収束条件は、標準化バイアス（Effect Size）の平均と最大を、乱数のシードには、岩波データサイエンスのしきたりに従い1985にしました。

---

library(twang)
set.seed(1985)

covs <- subset(lalonde, select = -c(treat, re78, nodegree, married))

# stopping rule : Effect Size
ps.out <- ps(f.build("treat", covs), data = lalonde,
stop.method = c("es.mean", "es.max"),
estimand = "ATT", n.trees = 1500, verbose = FALSE)

plot(ps.out)

---

plot関数で、収束の状態が確認できます。

繰り返しを1500回にしましたが、1000回を超えたぐらいで、充分収束しているようです。

---

bal.tab(ps.out, stop.method = "es.mean")

---
cobaltパッケージのbal.plot　や love.plot を使うと、マッチング前後のバランスをグラフィカルに表示することができます。

---

bal.plot(ps.out, "age", which = "both")

---

---

love.plot(bal.tab(ps.out), threshold = 0.1, which.treat = NULL)

---

ps関数で各オブザベーションの重みが求まるのでそれを元のデータ（lalonde）に付加した後、surveyパッケージを使って、その重みを反映された効果を推定します。

---

library(survey)

lalonde$w <- get.weights(ps.out, stop.method="es.mean")
design.ps <- svydesign(ids=~1, weights=~w, data=lalonde)

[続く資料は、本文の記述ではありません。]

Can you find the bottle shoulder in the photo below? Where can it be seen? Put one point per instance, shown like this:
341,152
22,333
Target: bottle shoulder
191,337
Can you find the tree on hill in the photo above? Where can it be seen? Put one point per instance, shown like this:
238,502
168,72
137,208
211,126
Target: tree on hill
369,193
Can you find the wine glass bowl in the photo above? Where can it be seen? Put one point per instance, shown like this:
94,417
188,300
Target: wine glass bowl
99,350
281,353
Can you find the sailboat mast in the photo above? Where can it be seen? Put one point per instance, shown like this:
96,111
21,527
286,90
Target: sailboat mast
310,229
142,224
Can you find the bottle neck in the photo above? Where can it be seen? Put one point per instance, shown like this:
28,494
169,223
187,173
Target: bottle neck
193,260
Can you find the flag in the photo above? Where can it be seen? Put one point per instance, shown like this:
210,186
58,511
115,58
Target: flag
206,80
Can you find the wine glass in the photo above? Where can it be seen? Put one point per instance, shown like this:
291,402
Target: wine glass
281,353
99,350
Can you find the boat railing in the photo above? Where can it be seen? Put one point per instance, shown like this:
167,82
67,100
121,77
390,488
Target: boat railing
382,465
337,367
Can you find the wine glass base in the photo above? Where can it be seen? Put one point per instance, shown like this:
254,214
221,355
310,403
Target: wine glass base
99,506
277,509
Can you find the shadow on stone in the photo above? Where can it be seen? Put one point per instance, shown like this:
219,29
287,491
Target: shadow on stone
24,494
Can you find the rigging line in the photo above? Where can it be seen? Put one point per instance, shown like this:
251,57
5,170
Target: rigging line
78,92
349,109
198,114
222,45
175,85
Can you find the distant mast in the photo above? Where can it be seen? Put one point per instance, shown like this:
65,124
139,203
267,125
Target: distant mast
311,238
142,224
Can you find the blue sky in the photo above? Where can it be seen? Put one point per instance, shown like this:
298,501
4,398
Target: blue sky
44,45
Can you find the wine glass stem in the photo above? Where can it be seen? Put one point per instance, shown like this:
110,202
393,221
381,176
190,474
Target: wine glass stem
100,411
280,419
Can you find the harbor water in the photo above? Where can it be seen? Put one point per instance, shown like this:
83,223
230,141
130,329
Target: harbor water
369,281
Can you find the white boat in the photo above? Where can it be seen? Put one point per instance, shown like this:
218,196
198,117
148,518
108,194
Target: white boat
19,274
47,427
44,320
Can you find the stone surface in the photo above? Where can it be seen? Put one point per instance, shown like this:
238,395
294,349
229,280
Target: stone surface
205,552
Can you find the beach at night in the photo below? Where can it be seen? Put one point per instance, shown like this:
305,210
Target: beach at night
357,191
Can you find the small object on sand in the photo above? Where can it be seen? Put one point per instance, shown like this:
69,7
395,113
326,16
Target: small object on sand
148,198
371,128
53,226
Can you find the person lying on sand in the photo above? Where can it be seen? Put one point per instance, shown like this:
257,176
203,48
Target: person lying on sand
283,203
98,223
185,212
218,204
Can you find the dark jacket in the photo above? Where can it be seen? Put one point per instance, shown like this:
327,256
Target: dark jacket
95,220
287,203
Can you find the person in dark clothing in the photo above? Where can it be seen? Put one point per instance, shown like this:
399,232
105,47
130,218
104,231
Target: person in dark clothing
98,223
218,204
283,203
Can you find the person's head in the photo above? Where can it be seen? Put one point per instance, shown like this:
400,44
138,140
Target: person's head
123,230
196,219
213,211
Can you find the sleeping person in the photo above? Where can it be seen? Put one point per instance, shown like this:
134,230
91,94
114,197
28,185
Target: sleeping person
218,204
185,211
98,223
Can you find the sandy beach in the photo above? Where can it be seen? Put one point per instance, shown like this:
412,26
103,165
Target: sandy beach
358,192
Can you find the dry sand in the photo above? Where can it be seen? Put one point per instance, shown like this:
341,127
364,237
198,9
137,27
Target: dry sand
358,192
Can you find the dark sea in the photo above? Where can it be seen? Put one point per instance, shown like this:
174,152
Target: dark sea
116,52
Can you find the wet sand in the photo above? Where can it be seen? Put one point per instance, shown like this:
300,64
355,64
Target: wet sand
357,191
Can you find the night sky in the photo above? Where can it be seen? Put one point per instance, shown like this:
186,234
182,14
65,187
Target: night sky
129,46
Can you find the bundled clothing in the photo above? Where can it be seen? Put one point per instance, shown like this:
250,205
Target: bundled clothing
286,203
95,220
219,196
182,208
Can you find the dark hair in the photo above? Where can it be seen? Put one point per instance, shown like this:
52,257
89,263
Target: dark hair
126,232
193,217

res.glm <- svyglm(re78 ~ treat + age + educ + race, design=design.ps)
summary(res.glm)

---

Call:
svyglm(formula = re78 ~ treat + age + educ + race, design = design.ps)

Survey design:
svydesign(ids = ~1, weights = ~w, data = lalonde)

Coefficients:
Estimate Std. Error t value Pr(>|t|)
(Intercept) -2503.73 2338.51 -1.071 0.284751
treat 506.59 956.52 0.530 0.596572
age 31.06 49.47 0.628 0.530353
educ 711.98 202.30 3.519 0.000465 ***
racehispan 1554.07 1399.36 1.111 0.267199
racewhite 882.77 957.93 0.922 0.357135
---
Signif. codes: 0 ‘***’ 0.001 ‘**’ 0.01 ‘*’ 0.05 ‘.’ 0.1 ‘ ’ 1

(Dispersion parameter for gaussian family taken to be 50112615)

Number of Fisher Scoring iterations: 2

educのところにだけ星が3つ（***）ついていて、収入(re78)への影響は、職業訓練の有無（treat）より、学歴(educ)のほうが関係がありそうだという残念な結果になってしまいました。